Published Editorial

GST, still a mirage?

  • Share

The Hindu

by

Shankar Bala

Senior Advisor
Tax and Regulatory Services
Ernst & Young

The Goods and Services Tax (GST) — a comprehensive national-level tax on manufacture, sale and consumption of goods and services and touted as one of the biggest taxation reforms — has remained a mirage, though conceived way back in 2005. There was palpable earnestness when April 1, 2010, was set as the kick-off date in Budget 2006-07.

Despite consensus on the watered-down version of GST — dual GST comprising Central and State GST upholding the spirit of federalism — the reform has remained elusive primarily due to lack of unanimity on autonomy, compensation for the loss of revenues on abolition of the CST (Central sales tax) and the GST design.

Blissfully, the last few months have witnessed renewed earnestness with the Empowered Committee of State Finance Ministers deciding to prepare a model GST legislation, and setting up committees to address issues relating to integrated GST, VAT on imports, dual control threshold and exemptions, revenue neutral rate and place of supply rules. Resolution of the issue relating to compensation shows the resolve of the Centre to move ahead with the reform. Apropos the visit of the Empowered Committee to Canada and Japan a mid-way has also been identified in the area of the GST design with option for the State(s) to be out of GST — a la State-level VAT experience where few States, which opted out of VAT, were quick to join the bandwagon within a year compelled by revenue buoyancy.

In the light of the fragile global economic conditions (with growth pegged at 3.3 per cent for 2012 as per the IMF World Economic Outlook of October, 2012), India story being no better with the Central Statistics Office (CSO) projecting a GDP growth of 5 per cent for 2012-13, the overall growth target for the XII Plan set at 8 per cent and the consequent depressed sentiments and the need to keep a check on inflation, reasonable expectation is that the rates of excise duty, customs duty and service tax will remain untouched.

Any increase in the rates of duty/tax in the guise of alignment to GST — which can well be aligned at the time of implementation — will fuel inflation, and adversely impact consumer sentiments.
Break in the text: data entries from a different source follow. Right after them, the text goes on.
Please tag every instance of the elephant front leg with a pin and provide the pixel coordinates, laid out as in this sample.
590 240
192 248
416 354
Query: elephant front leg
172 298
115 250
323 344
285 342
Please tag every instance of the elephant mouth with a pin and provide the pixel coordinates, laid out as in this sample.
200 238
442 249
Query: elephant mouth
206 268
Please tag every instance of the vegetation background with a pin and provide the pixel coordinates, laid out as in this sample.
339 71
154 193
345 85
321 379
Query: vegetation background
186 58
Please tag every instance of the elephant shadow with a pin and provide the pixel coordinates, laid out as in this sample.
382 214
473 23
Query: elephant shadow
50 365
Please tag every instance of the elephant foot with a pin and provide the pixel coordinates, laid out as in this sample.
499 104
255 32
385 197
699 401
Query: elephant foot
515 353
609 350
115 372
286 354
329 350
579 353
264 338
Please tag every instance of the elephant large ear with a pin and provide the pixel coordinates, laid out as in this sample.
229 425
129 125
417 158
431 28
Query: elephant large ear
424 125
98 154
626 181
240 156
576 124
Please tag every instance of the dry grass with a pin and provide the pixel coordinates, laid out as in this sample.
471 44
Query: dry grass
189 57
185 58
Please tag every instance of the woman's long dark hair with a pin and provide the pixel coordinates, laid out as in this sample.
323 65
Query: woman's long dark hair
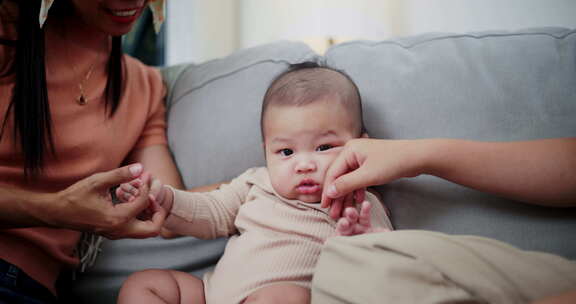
29 104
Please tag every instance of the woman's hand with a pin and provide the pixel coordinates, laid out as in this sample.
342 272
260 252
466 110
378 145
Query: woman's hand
368 162
87 206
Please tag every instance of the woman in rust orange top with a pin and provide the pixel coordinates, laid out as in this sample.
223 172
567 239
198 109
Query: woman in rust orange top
74 110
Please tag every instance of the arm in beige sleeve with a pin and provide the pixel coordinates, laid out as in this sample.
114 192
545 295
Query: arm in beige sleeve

However, keeping in view the prime objective of GST — to avoid a cascading effect of taxes — issues relating to artificial restrictions on input/input services credits need to be addressed to bring in consistency with the GST.

There is a genuine expectation that the Finance Minister — at whose behest the GST took roots — will unfold a clear roadmap for the revamped version of GST. Even if the GST at the start is not the most ideal version, which can be achieved through course correction, it shall suffice if the GST takes off. This will facilitate investments and consequently growth at a time when sentiments are depressed and growth projections lowered by day and by night. Importantly, it will send the signal that economic considerations do not get whittled down by other considerations.